When overpopulated beavers flood our roads or raccoons move into our attics, however, it is remarkable how fast perceptions can change!
I am a greenlander inuk admirer who met Alan.Herscovici during one of his significant appearances, at that time in Fort Yukon, Alaska, where I had an interview with him on TV. He had an impact on my later work among my people. One of the participants was Mr. Finn Lynge who made a significant work in the European Parlament who passed away recently. I wish mr. Herscovici a long life – wish I had his e-mail.

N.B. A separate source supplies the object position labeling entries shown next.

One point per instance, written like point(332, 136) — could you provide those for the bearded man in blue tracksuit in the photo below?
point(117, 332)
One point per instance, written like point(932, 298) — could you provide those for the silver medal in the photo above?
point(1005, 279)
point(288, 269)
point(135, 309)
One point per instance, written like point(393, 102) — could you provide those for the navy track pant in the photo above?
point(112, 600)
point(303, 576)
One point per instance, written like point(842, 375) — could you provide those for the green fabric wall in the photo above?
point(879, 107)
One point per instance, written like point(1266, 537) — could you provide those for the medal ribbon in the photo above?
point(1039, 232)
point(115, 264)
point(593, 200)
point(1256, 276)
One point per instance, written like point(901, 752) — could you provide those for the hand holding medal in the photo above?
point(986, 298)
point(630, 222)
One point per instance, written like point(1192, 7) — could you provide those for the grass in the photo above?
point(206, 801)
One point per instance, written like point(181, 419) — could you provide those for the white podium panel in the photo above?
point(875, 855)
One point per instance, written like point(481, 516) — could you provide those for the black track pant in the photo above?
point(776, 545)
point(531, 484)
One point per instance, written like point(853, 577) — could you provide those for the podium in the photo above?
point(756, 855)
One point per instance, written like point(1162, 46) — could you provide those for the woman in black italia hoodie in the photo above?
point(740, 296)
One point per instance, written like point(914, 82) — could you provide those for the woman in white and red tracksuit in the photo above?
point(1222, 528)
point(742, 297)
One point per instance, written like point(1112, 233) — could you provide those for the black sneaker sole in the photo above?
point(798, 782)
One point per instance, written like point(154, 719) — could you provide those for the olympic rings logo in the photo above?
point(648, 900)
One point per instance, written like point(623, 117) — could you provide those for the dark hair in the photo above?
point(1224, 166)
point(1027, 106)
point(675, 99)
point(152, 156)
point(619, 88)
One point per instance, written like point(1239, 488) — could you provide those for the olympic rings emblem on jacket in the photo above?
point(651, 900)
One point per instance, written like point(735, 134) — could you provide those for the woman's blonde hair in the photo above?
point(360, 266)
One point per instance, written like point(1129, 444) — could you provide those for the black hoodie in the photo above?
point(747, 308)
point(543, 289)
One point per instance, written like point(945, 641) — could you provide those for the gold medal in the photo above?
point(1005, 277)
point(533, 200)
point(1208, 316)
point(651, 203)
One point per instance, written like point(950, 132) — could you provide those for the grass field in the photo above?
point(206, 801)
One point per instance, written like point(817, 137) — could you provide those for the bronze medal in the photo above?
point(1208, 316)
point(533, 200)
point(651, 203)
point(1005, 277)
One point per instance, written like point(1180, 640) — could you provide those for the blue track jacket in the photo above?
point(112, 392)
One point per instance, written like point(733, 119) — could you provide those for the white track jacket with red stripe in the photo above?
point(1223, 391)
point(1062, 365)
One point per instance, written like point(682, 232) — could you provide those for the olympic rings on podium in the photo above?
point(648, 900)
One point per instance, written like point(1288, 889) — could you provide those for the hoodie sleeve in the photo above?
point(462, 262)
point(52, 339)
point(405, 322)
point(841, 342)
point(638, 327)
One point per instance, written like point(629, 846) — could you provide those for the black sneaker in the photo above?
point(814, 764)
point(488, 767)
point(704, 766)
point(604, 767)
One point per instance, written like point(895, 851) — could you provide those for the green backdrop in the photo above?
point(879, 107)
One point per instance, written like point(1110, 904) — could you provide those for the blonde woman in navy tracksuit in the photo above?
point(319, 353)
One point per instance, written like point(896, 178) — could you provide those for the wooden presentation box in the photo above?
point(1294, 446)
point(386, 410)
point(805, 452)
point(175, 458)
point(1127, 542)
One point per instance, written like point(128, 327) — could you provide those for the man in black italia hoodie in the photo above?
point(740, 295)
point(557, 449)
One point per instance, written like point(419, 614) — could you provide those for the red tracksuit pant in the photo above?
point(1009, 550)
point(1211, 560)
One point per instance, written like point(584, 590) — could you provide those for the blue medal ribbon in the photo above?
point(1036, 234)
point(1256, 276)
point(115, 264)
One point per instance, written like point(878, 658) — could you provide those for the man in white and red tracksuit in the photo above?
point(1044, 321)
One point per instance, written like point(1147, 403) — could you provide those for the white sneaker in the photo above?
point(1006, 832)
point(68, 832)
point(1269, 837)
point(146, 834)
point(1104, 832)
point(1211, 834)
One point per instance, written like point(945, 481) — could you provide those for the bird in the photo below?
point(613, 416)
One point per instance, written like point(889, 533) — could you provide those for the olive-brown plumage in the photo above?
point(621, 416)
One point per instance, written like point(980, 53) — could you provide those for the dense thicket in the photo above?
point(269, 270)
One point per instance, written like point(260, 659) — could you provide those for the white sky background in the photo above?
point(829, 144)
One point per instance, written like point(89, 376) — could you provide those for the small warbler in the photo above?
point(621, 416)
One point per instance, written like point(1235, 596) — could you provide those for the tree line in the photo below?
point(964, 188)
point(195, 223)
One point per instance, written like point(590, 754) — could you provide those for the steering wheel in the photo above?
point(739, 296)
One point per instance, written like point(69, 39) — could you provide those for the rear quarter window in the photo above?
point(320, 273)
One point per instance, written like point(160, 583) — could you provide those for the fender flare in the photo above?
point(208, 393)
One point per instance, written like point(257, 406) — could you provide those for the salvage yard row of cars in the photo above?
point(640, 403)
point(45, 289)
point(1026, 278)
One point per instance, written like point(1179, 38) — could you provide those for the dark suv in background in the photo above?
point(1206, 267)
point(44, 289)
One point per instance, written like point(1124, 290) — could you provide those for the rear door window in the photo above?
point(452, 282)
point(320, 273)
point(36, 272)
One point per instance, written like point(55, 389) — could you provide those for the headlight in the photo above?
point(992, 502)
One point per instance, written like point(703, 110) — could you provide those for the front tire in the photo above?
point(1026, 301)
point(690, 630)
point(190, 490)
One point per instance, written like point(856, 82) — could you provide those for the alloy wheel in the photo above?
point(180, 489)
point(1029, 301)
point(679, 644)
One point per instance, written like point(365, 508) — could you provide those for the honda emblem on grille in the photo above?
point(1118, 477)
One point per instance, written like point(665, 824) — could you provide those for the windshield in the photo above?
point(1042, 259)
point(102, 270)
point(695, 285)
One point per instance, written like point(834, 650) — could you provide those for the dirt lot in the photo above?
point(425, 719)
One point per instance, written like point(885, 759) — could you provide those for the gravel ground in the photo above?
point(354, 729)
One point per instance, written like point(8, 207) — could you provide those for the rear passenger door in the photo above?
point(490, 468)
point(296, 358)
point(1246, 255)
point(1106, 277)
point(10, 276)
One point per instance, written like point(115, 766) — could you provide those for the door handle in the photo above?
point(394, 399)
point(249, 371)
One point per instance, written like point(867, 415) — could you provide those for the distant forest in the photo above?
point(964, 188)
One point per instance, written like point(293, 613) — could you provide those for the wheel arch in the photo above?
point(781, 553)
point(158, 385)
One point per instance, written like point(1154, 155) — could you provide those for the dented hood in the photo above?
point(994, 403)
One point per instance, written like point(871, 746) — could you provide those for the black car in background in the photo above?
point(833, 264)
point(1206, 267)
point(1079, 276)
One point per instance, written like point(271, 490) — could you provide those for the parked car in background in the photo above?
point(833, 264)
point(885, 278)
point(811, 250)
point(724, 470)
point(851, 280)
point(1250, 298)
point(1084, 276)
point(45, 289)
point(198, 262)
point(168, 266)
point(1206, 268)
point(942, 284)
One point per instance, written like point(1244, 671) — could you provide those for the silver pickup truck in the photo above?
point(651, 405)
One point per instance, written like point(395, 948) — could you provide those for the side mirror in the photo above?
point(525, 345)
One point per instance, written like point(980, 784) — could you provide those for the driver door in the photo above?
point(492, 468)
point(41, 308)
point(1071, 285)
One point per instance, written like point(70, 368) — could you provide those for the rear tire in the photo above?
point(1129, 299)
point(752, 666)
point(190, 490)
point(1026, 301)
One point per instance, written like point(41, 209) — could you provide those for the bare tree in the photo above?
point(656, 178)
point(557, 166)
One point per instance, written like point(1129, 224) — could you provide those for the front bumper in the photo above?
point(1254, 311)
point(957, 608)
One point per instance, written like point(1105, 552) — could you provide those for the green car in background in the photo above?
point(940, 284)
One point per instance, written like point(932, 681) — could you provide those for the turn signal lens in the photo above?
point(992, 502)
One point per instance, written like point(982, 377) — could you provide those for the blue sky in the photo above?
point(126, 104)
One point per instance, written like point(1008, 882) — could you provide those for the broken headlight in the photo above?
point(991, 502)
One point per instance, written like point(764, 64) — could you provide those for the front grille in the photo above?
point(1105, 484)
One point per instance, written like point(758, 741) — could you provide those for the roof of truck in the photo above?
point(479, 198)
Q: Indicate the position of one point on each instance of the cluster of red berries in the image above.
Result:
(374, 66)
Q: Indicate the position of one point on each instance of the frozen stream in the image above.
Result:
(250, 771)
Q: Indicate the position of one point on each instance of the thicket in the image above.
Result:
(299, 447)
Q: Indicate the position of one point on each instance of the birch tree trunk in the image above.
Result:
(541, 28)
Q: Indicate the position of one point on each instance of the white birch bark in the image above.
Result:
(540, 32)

Niels-Henrik Lynge, Nuuk Greenland.
I’m thinking Copenhagen Zoo is partly to blame here, and in fact any zoo that gives its animals human names for public consumption. You can’t decry our anthropomorphisation of animals at the same time as you call a giraffe “Marius”. Names are maybe OK for zoo animals with great longevity, like elephants, or those which there is no chance of them ever being culled, like giant pandas. But the minute you start naming every animal that is just part of a breeding program, and potentially food for other zoo inmates, you set yourself up for a fall.
In accordance with their policy Copenhagen Zoo did, in fact, not name the giraffe “Marius”. Instead the name came about because zookeepers were using the name internally, so it was an unofficial name that somehow slipped to zoo guests.
Only in very few cases Copenhagen Zoo name animals officially, typically animals living 50 years or more in the Zoo.
In those cases the animals are never given human names, but rather names which relate to their geography, e.g. the elephant Kungrao that is named after the wildlife park in Thailand were it came from.